OCR planning notes

Note: There actually isn’t, it turns out, anything built into Hyrax for storing/using OCR/hOCR, so even if we were using hyrax we’d have to implement it. (Although potentially could copy other hyrax user’s implementations more wholesale). But even hyrax implementers have to implement this stuff as add-ons to hyrax.

Actual OCR process

 

Storage of OCR data

The simplest thing to do would be just to make another attr_json text attribute on the Asset for hocr or what have you – similar to the ones we have now for (manual) transcription and translation.

I was worried that putting this much data directly on the record in postgres would cause performance issues – it’s going to be fetched and sent across the wire and instantiated in ruby objects every time you fetch these Assets. But tpendragon and princeton says this is what he does and he was initially worried, but it works out fine for him. (By way of valkyrie; granted, he may not be using ActiveRecord, so it could be worse for us).

So we’ll probably at least start like that.

There will be some uses where we need the plain text extracted from hOCR markup. (eg for indexing) Shall we extract it at ingest time and store the extracted text separately? (Possibly making performance storage issues double worse?). Or extract it each time we need it (causing a separate performance problem?). Probably initially do the simplest thing, extract it when we need it – but let’s be aware of indexing performance degradation, which we might not be able to tell for sure until we have hOCR for a large part of corpus and can run bulk index, the numbers are so small per-doc either way.

Use of OCR data

OK, what are we going to actually do with it?

PDF with text layer

This is the initial obvious thing to do. Enhance our existing multi-page PDF so it has text layer based on hOCR (and make sure it’s available even for single-page works, which I’m not sure if our current PDF generation is).

While OCR engines can create PDFs with text layer themselves, we will probably create it ourselves, to our specs, from our images combined with hOCR.

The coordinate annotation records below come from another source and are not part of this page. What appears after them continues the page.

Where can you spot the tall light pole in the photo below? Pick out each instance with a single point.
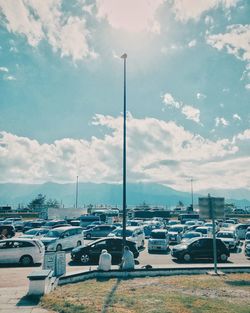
(192, 192)
(124, 202)
(76, 192)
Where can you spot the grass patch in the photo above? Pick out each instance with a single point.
(175, 294)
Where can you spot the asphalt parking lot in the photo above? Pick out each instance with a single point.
(14, 275)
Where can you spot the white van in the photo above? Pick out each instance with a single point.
(23, 251)
(133, 233)
(63, 238)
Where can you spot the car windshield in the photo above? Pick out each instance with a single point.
(119, 233)
(53, 233)
(191, 235)
(31, 232)
(176, 229)
(225, 235)
(158, 235)
(202, 230)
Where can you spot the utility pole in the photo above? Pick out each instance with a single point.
(124, 198)
(76, 192)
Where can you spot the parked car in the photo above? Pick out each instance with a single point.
(176, 232)
(63, 238)
(158, 241)
(241, 230)
(92, 251)
(35, 233)
(247, 238)
(7, 231)
(32, 224)
(133, 233)
(200, 248)
(18, 225)
(99, 231)
(206, 231)
(52, 223)
(247, 250)
(229, 238)
(190, 235)
(23, 251)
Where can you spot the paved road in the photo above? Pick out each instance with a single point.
(14, 276)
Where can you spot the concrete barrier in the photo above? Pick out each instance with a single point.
(154, 272)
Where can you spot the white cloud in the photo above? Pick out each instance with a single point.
(192, 43)
(158, 151)
(169, 101)
(9, 77)
(45, 20)
(235, 41)
(236, 117)
(221, 121)
(130, 15)
(193, 9)
(200, 96)
(4, 69)
(189, 111)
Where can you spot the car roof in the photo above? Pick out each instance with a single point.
(61, 229)
(159, 231)
(19, 239)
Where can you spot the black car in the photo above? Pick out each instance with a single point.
(200, 248)
(91, 252)
(7, 231)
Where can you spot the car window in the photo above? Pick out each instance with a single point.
(22, 244)
(99, 244)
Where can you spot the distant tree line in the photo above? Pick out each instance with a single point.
(41, 202)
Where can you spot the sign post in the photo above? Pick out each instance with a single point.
(212, 208)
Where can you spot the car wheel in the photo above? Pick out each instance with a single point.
(85, 258)
(187, 257)
(59, 248)
(26, 260)
(223, 257)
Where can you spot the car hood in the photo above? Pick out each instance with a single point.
(48, 239)
(173, 233)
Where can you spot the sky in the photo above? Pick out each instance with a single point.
(188, 91)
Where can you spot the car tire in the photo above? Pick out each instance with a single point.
(187, 257)
(26, 260)
(223, 257)
(59, 247)
(85, 259)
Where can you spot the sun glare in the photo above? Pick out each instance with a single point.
(130, 15)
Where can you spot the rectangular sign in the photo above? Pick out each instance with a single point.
(209, 205)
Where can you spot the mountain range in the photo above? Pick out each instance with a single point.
(111, 194)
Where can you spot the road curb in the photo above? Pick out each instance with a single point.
(83, 276)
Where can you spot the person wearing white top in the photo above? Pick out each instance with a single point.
(128, 262)
(104, 261)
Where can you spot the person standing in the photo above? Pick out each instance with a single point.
(105, 261)
(128, 261)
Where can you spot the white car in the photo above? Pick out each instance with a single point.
(229, 238)
(35, 233)
(23, 251)
(63, 238)
(133, 233)
(158, 241)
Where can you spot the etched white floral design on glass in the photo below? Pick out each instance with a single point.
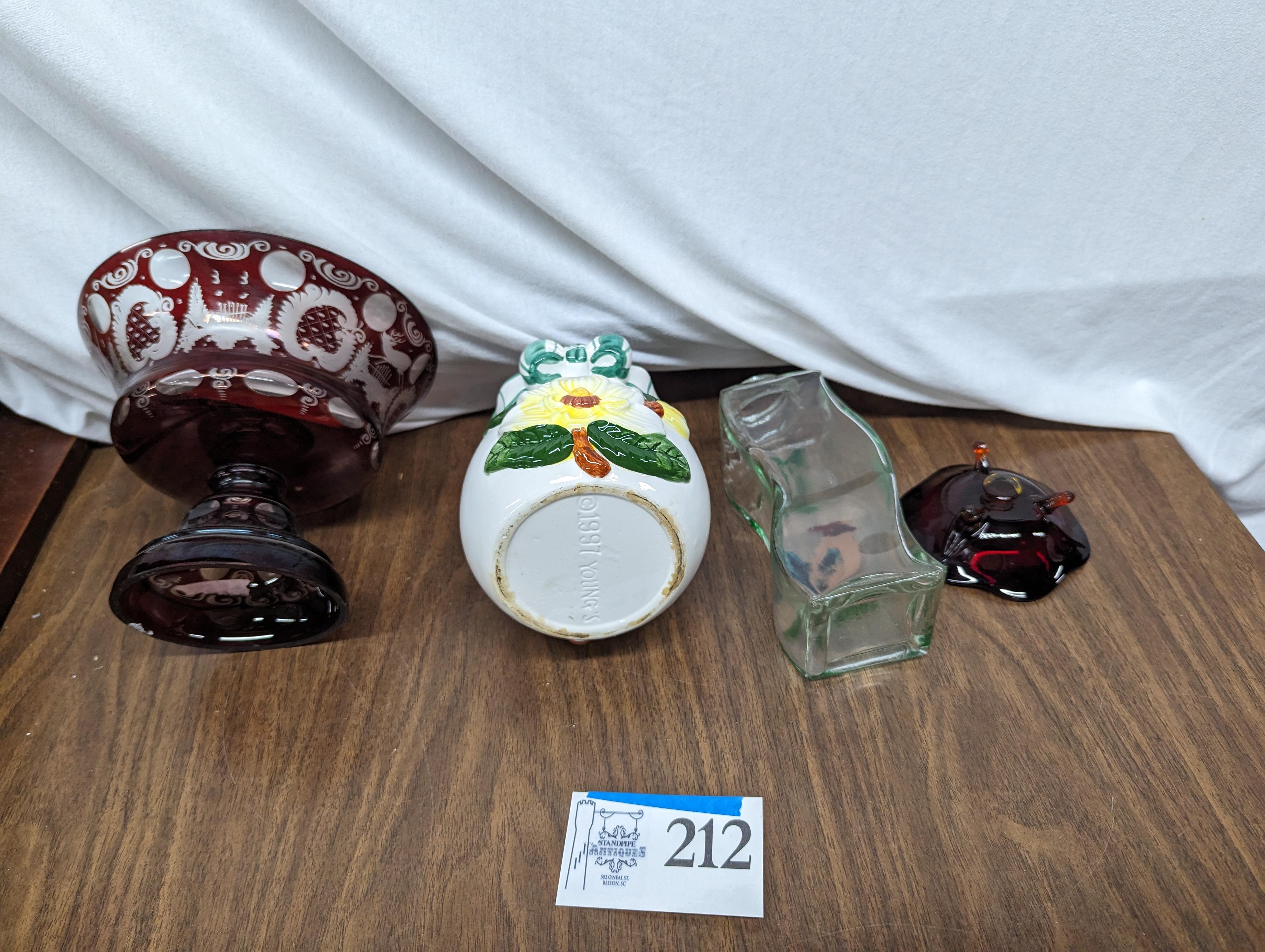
(852, 588)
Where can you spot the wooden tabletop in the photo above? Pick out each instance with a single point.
(1086, 772)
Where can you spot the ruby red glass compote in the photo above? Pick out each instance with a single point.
(265, 372)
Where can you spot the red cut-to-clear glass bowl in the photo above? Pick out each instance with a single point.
(257, 376)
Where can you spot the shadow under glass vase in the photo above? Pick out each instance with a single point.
(852, 587)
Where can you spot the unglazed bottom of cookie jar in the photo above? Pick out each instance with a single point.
(584, 558)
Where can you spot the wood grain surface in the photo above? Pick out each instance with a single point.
(39, 467)
(1084, 772)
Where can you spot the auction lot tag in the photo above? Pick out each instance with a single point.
(664, 854)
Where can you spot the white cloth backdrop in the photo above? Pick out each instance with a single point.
(1055, 209)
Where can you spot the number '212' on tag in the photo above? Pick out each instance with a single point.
(664, 854)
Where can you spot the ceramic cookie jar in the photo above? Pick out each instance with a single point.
(585, 510)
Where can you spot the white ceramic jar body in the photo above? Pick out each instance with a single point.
(585, 510)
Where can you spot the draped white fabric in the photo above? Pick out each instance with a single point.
(1055, 209)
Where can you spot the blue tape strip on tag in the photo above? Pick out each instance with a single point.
(720, 806)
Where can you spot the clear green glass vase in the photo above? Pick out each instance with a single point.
(852, 588)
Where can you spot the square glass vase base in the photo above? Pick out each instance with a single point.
(852, 587)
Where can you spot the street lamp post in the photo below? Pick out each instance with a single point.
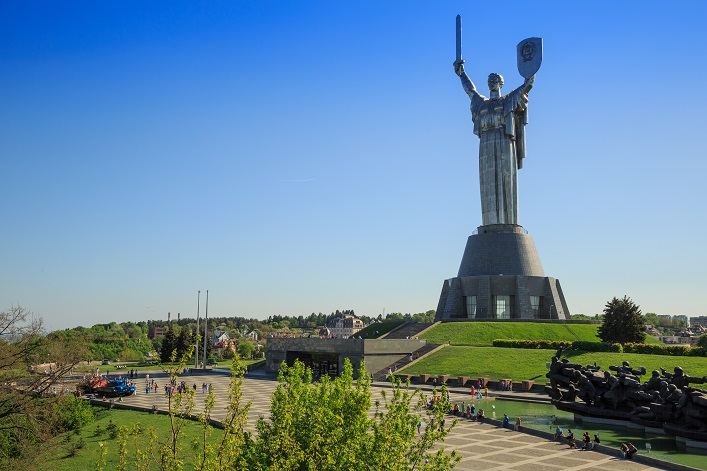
(196, 356)
(206, 325)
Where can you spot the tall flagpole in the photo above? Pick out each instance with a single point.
(196, 355)
(206, 325)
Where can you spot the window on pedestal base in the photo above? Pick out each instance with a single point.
(471, 307)
(502, 307)
(536, 305)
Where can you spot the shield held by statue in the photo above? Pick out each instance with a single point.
(530, 56)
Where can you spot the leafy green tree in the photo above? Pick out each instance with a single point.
(245, 349)
(185, 341)
(169, 344)
(651, 318)
(33, 364)
(326, 426)
(623, 322)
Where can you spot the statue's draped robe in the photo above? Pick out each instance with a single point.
(500, 125)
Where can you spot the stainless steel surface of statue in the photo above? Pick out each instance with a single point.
(500, 121)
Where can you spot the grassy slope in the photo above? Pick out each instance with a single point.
(523, 364)
(54, 455)
(484, 333)
(369, 332)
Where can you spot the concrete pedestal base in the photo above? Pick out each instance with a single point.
(501, 277)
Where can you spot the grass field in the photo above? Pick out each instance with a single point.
(484, 333)
(369, 332)
(524, 364)
(54, 455)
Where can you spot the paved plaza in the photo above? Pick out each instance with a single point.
(482, 446)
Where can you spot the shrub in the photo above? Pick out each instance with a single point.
(74, 413)
(112, 429)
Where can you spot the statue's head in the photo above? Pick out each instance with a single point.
(495, 82)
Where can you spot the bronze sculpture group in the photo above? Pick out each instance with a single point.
(665, 400)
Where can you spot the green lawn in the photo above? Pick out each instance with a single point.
(523, 364)
(54, 455)
(484, 333)
(369, 332)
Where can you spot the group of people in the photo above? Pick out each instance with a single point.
(587, 443)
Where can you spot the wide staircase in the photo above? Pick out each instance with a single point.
(409, 330)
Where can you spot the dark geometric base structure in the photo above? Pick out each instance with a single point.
(501, 277)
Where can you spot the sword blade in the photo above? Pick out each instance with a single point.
(459, 37)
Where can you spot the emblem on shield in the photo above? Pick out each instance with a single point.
(530, 56)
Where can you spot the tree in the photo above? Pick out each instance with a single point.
(169, 343)
(651, 318)
(623, 322)
(31, 364)
(326, 426)
(245, 349)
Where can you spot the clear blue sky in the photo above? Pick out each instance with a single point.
(297, 157)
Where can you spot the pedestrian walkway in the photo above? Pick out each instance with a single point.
(481, 445)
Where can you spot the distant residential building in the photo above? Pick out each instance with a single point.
(323, 332)
(651, 330)
(158, 331)
(219, 336)
(344, 327)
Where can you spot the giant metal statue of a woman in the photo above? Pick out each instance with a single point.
(499, 121)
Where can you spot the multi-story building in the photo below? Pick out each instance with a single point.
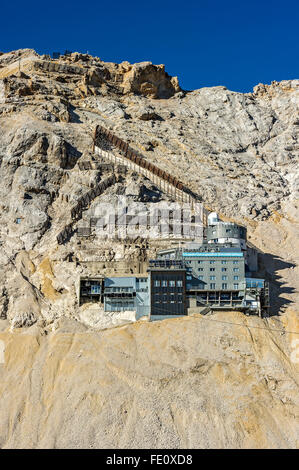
(217, 273)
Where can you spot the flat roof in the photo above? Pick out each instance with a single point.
(212, 254)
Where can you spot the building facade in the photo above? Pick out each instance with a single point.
(216, 273)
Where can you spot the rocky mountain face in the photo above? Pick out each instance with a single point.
(239, 153)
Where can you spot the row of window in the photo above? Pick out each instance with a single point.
(212, 278)
(118, 306)
(224, 270)
(224, 286)
(170, 283)
(223, 261)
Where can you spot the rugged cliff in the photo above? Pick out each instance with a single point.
(239, 152)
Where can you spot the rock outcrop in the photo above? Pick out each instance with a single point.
(239, 152)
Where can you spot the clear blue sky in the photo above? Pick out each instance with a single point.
(205, 43)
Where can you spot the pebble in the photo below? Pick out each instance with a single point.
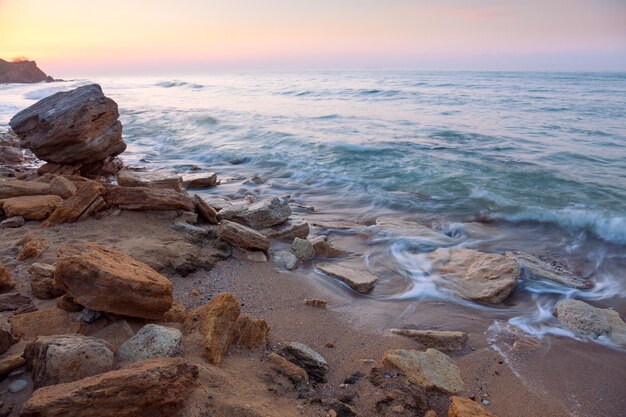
(18, 385)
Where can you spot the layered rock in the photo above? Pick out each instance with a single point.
(156, 387)
(473, 275)
(80, 126)
(66, 358)
(105, 279)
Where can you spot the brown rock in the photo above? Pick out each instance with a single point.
(7, 283)
(250, 333)
(33, 247)
(216, 322)
(18, 188)
(105, 279)
(36, 207)
(144, 198)
(242, 236)
(44, 322)
(464, 407)
(83, 203)
(62, 187)
(205, 210)
(155, 388)
(289, 369)
(72, 127)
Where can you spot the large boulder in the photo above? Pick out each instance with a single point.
(259, 215)
(66, 358)
(73, 127)
(156, 387)
(474, 275)
(105, 279)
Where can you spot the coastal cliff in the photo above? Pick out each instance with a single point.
(22, 72)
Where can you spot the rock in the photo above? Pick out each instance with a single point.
(13, 301)
(37, 207)
(358, 280)
(473, 275)
(535, 268)
(216, 322)
(33, 247)
(12, 222)
(586, 320)
(17, 385)
(42, 282)
(11, 362)
(19, 188)
(66, 358)
(105, 279)
(447, 341)
(464, 407)
(289, 230)
(157, 387)
(324, 249)
(289, 369)
(205, 210)
(312, 362)
(250, 333)
(161, 180)
(62, 187)
(242, 236)
(73, 127)
(152, 341)
(86, 201)
(7, 282)
(431, 369)
(303, 249)
(259, 215)
(44, 322)
(22, 72)
(199, 180)
(144, 198)
(285, 260)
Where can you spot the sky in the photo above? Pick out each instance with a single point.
(160, 36)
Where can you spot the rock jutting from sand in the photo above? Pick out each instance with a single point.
(105, 279)
(474, 275)
(431, 369)
(358, 280)
(80, 126)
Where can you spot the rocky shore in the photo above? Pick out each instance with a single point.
(125, 293)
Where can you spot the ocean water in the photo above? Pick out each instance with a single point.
(538, 158)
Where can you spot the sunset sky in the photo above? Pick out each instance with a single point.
(81, 36)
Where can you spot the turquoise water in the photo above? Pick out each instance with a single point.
(540, 156)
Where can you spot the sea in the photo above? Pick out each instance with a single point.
(498, 161)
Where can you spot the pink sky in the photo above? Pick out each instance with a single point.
(77, 36)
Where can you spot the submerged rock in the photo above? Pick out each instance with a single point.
(476, 276)
(72, 127)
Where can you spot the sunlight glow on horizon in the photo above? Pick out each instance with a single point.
(73, 35)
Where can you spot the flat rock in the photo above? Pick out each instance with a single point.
(156, 387)
(473, 275)
(37, 207)
(359, 280)
(431, 369)
(105, 279)
(242, 236)
(308, 359)
(73, 127)
(587, 320)
(447, 341)
(464, 407)
(259, 215)
(127, 178)
(535, 268)
(66, 358)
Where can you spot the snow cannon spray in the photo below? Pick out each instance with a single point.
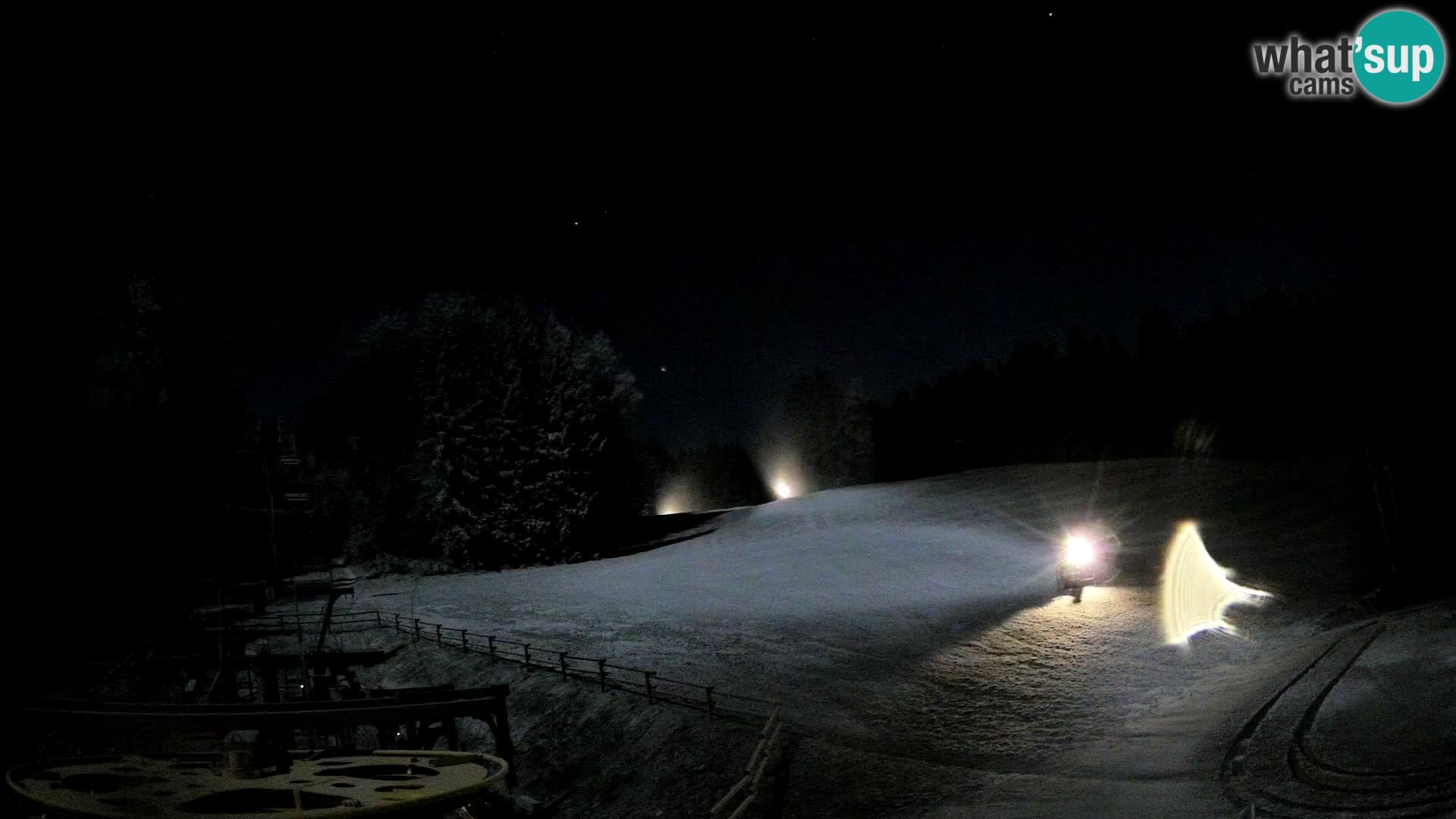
(1196, 591)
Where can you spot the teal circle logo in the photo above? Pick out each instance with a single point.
(1400, 55)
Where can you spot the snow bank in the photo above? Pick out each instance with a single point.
(918, 639)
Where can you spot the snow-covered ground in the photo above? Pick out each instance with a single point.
(922, 651)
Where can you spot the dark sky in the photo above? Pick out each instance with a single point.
(740, 202)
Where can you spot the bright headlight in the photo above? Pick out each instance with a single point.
(1079, 550)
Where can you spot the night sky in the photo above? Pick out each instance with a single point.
(740, 202)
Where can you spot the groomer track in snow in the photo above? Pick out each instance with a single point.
(927, 659)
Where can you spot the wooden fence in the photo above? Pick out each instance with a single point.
(601, 670)
(753, 771)
(606, 673)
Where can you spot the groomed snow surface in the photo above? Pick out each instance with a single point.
(927, 661)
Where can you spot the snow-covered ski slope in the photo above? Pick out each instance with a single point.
(922, 649)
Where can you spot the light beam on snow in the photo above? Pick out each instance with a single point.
(1196, 591)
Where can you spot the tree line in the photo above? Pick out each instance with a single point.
(492, 435)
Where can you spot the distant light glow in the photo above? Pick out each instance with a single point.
(1079, 550)
(1196, 591)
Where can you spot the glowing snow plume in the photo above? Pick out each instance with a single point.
(1196, 591)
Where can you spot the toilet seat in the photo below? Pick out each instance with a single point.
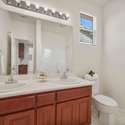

There are tools that can combine an image with an hOCR to make PDF with text layer

 

Since our hOCR coords will be based on full TIFF, this may require doing some hOCR scaling. See https://github.com/ocropus/hocr-tools/issues/39#issuecomment-249316429

We will have to see how much this slows down our on-demand PDF creation. Difficulties of alternative pre-rendering PDFs is we still need to catch every time a work has an asset added/removed/changed/published to re-gen! But we could use same on-demand caching system, but keep generated things around longer, or pre-trigger their creation.

We might want to indicate somehow which PDFs will have text layers? Even if they all do, let people know in UI?

We may want to revisit resolution of images in our PDFs, they may still be excessive, we can perhaps create a smaller PDF to download.

Get Google to index…

It would be nice if a google search for a passage in our text would at least hypothetically hit on us, if our OCR’d text were indexed by google.

Not really sure how we’d do this, we should ask around and see if anyone’s tried.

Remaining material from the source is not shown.